Suicides like Alcorn’s aren’t surprising to members of the University of Oregon’s LGBTQA* community, but they are sobering.
“When you look at the statistics, over 40 percent of trans people will attempt suicide in their life,” Elle Mallon said, a student and a gender and sexuality diversity advocate on campus.
Mallon said that what makes Alcorn’s suicide different was her call to action at the end of her suicide note.
“I’m glad it got a lot of news attention, but I’m also sad that it had to get this far,” Amber Potratz said, a LGBTQA* intern and Theta Pi Sigma pledge.
The LGBTQA* Alliance and Theta Pi Sigma at UO held a rally on Wednesday, Jan. 7 in the EMU Amphitheater in Alcorn’s honor. In response to Alcorn’s wishes, the rally had a call to action following the open microphone concerning what can be done on campus to improve and support transgender lives.
“We decided to hold a rally to give people who feel really upset about Leelah Alcorn some productive directions to go with their energy,” Mallon said.
The rally began with an introduction by Mallon, and then the microphone was open for anyone who wanted to speak out.
“Now is not the time for mourning. Now is the time for action,” Mallon said.
About 50 students attended the event.
The attendees were a mixed demographic, according to Potratz, from people who are just now realizing that this is a major problem to people who are heavily involved in queer organizations on campus.
She added that she hopes the rally affects peoples’ views on transgender rights and sparks conversation on campus.
“This is a big step forward in getting people to see trans people as people,” LGBTQA* Community liaison Adrion Trujillo said. “We’re coming together in strength and solidarity for trans women.”
Although he is not a transgender woman, he said his queer experience was very similar to Leelah Alcorn’s.
“I know what it’s like to grow up with parents who say they love you, but they don’t accept you for whatever reason. For me, at least, this is just one more example of what we need to change and what we need to fix in order to make this a more inclusive community,” he said.
This will include discussion relating to different projects that the LGBTQA* is hosting in the hopes of improving transgender lives on campus.
“Our campus fails trans people and fails to be a safe space for trans people,” Mallon said, hoping that the rally will influence improvements.

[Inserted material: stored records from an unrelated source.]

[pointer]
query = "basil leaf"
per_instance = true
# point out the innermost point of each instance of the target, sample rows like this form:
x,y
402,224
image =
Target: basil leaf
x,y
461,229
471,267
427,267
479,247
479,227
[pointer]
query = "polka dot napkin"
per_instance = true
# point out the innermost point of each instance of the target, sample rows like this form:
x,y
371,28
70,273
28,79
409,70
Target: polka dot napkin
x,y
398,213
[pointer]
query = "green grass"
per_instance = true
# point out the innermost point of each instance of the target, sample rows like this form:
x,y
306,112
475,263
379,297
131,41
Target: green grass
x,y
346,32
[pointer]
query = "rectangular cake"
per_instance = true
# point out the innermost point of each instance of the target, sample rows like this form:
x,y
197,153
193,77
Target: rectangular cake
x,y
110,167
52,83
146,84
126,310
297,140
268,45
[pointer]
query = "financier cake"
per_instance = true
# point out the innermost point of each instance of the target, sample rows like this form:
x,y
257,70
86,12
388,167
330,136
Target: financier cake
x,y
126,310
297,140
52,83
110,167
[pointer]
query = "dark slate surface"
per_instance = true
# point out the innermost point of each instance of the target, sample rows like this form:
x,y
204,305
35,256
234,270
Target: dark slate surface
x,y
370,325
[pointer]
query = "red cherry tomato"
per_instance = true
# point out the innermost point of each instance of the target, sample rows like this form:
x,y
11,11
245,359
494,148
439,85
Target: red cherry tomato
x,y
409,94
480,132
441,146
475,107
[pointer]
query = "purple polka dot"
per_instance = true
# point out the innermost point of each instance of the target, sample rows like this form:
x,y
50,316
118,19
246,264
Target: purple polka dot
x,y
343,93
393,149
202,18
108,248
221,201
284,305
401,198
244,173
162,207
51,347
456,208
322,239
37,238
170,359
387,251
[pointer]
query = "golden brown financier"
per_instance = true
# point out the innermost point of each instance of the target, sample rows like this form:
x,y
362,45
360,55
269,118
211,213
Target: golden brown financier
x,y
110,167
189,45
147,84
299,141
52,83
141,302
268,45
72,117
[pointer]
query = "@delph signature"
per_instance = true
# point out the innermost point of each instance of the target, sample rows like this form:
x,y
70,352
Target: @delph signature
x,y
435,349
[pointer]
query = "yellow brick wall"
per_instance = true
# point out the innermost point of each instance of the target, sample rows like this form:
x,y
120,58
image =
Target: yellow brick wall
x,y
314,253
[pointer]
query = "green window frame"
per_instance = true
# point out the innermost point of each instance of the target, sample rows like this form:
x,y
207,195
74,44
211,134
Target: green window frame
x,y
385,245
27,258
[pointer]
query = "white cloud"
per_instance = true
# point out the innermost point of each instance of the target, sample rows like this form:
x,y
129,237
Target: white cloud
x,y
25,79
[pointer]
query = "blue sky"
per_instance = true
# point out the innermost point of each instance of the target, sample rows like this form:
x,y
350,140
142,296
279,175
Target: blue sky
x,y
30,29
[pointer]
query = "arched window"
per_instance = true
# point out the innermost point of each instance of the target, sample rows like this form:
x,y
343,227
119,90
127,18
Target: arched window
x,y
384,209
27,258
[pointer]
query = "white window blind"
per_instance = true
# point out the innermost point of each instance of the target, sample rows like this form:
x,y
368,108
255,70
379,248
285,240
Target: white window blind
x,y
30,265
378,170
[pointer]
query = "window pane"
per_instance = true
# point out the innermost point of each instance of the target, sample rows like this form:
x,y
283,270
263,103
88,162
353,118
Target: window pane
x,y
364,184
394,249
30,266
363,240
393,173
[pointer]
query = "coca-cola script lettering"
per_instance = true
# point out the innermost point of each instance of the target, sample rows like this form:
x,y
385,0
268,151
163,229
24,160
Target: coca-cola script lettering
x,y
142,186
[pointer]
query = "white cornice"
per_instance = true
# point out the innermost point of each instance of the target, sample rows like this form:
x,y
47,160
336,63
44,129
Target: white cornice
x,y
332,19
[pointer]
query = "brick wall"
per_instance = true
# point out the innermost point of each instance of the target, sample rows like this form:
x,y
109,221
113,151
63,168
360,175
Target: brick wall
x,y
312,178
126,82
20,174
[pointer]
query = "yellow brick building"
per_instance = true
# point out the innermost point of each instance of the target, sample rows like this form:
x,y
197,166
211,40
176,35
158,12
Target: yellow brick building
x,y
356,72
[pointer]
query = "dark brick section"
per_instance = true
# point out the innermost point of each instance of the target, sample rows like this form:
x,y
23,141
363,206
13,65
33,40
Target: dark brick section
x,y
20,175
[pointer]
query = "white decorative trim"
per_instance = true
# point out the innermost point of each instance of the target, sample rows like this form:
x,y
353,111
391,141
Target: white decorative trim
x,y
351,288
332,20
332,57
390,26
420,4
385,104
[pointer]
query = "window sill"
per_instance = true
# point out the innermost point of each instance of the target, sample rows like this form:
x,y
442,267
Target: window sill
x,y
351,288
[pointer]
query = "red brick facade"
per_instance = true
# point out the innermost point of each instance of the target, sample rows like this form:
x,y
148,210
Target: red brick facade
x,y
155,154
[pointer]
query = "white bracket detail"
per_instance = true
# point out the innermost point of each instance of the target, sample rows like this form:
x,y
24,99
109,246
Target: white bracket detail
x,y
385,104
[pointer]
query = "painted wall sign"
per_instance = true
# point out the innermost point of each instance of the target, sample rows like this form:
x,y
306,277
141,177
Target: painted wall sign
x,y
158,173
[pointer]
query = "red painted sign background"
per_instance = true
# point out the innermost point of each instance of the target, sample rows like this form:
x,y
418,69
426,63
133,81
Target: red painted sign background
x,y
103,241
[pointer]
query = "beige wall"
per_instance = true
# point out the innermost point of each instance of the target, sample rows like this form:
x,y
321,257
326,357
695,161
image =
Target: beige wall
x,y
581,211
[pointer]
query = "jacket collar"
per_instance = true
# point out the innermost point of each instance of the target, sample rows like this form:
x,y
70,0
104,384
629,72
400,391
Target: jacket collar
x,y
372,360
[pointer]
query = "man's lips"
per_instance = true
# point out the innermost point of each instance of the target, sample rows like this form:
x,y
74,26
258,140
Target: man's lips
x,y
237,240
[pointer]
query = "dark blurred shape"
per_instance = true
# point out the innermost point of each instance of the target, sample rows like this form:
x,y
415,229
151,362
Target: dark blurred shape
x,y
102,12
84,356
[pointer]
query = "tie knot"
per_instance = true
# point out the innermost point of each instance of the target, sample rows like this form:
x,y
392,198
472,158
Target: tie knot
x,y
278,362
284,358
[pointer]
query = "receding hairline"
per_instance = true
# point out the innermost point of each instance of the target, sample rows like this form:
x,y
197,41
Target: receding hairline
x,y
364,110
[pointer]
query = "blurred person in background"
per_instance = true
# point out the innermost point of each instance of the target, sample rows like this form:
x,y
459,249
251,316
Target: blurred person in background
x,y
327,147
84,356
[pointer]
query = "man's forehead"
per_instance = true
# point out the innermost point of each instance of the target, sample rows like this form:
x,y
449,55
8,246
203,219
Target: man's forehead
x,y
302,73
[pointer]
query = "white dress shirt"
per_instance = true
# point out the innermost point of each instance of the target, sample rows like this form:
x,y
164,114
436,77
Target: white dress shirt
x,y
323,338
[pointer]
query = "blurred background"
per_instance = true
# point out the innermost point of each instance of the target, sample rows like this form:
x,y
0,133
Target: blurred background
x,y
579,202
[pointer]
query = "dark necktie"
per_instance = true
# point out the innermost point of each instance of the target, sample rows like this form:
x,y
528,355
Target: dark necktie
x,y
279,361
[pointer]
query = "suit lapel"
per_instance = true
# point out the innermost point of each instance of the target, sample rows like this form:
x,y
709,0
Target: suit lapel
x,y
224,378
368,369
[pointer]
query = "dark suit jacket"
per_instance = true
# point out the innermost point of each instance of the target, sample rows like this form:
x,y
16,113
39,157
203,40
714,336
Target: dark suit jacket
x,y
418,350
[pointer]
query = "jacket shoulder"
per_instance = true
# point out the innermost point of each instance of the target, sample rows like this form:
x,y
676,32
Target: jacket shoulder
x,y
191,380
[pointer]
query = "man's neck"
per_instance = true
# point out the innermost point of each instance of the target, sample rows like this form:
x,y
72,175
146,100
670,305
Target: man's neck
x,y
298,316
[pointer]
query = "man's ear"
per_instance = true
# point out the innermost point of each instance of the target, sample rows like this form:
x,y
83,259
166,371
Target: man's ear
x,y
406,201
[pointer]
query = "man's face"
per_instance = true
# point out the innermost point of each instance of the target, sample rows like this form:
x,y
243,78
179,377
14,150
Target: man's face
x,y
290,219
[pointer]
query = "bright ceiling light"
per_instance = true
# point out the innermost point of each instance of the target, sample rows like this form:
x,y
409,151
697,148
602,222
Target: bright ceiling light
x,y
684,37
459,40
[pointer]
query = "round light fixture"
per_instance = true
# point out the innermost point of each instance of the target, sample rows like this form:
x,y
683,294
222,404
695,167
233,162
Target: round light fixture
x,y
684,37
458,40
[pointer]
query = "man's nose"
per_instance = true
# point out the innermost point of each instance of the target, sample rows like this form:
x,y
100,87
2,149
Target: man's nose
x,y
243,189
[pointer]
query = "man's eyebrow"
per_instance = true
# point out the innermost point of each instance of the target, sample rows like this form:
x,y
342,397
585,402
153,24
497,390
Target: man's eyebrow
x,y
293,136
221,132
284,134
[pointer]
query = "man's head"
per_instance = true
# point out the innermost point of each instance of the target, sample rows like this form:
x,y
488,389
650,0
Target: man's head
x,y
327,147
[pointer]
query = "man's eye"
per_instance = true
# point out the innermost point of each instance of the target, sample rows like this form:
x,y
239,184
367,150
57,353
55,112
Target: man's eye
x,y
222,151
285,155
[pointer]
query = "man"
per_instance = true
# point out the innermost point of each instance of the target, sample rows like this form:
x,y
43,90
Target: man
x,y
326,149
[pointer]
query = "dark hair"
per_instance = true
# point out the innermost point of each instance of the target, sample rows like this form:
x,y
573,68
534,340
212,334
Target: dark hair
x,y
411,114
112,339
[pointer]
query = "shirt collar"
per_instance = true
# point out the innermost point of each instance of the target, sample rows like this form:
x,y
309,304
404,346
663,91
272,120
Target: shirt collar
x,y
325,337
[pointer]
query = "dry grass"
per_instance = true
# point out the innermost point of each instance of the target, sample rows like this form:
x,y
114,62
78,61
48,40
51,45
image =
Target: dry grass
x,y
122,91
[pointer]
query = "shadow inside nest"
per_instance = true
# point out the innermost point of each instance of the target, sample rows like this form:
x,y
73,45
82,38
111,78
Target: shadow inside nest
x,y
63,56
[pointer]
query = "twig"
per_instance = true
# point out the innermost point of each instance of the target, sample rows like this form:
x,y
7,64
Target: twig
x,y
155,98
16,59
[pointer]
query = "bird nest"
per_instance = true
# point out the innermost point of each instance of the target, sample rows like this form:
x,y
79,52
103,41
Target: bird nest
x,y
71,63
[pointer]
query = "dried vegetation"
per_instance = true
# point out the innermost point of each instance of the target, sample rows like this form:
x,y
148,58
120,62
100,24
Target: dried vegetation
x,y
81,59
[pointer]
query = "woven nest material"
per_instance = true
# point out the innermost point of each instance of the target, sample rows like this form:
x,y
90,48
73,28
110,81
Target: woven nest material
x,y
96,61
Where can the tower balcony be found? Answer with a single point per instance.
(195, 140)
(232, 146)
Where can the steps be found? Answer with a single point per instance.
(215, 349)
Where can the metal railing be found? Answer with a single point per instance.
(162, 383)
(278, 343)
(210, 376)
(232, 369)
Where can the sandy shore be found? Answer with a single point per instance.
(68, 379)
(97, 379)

One of these improvements is advocating to have a member of administration specifically to represent transgender students on-campus. Another is The Bathroom Project, an attempt to get administration to create more gender-inclusive bathrooms.
Representatives will also be tabling for different queer organizations by the Duck Store on Thursday to raise more awareness.
“Yes, Leelah is dead, but this is not the end of the discussion,” Potratz said. “The doors have been opened, and now it’s time for people to stand up for trans rights and trans lives.”
Fraternity and Sorority Life reporter Lauren Garetto contributed to this story.